If Jacob had been an artful advocate of his own cause, he would have cited one of those instances unhappily too numerous during the last few months, when he had been severely punished on the slightest possible pretexts, or even without any pretext whatever; but as recent events occupy the largest space in our recollection, and as all troubles diminish by a sort of perspective according to the length of time that has happened since their occurrence, Jacob, of course, instanced a beating that he had received that very morning, and of which certain portions of his bodily frame, by their uncommon stiffness and soreness, still kept up the most lively remembrance.

"He beat me this morning, grandmother."

"And what for?"

"Because I spilt some ink on my new trowsers that I'd put on to come to Milend."

"Well, then, my lad, all I can say is that you deserved it, and should take better care. Do you think that your father is to buy good trowsers for you to spill ink upon them the very first time you put them on? You'll soon come to ruin at that rate. Little boys should learn to take care of their things; your Uncle Jacob was as kerfle[2] as possible of his things; indeed he was the kerflest boy I ever saw in all my life, and I wish you could take after him. It's a very great thing is kerfleness. There's people as thinks that when they've worn[3] their money upon a thing, it's no use lookin' after it, and mindin' it, because the money's all worn and gone, and so they pay no heed to their things when once they've got them. And what's the consequence? They find that they have to be renewed, that new ones must be bought when the old ones ought to have been quite good yet; and so they spend and spend, when they might spare and have every thing just as decent, if they could only learn a little kerfleness."

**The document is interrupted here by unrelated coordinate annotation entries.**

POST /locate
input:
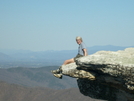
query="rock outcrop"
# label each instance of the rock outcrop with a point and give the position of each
(105, 75)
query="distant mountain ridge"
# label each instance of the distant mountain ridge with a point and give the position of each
(49, 58)
(12, 92)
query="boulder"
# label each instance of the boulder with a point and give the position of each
(105, 75)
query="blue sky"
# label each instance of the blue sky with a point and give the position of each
(40, 25)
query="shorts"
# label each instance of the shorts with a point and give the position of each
(77, 56)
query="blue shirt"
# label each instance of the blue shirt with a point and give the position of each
(80, 48)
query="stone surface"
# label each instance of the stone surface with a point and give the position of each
(105, 74)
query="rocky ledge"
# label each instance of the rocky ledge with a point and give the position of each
(105, 75)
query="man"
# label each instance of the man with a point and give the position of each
(82, 51)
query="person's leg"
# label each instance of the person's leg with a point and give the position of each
(68, 61)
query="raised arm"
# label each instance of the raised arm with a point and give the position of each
(85, 52)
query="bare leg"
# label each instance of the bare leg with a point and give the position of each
(68, 61)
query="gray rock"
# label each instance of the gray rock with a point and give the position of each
(105, 74)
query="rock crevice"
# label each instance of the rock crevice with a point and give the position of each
(105, 73)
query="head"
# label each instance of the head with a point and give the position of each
(79, 40)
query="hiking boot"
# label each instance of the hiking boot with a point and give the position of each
(58, 76)
(55, 71)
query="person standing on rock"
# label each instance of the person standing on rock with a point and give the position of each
(82, 51)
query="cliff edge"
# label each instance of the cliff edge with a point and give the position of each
(105, 75)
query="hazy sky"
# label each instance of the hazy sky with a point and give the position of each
(41, 25)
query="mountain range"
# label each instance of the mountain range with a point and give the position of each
(25, 58)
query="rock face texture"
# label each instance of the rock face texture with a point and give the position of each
(105, 75)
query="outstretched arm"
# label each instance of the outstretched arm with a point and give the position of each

After this lecture, Mrs. Ogden slowly rose from her seat and proceeded to put the decanters into a triangular cupboard that occupied a corner of the room. In due course of time the apples, the gingerbread, and the nuts alike disappeared in its capacious recesses, and were hidden from little Jacob's eyes by folding-doors of dark mahogany, polished till they resembled mirrors, and reflected the window with its glimpse of dull gray sky. After this Mrs. Ogden went into the kitchen to look after some household affairs, and her grandson went to the stable to see Jerry, and to make the acquaintance of some puppies which had recently come into the world, but were as yet too blind to have formed any opinion of its beauties.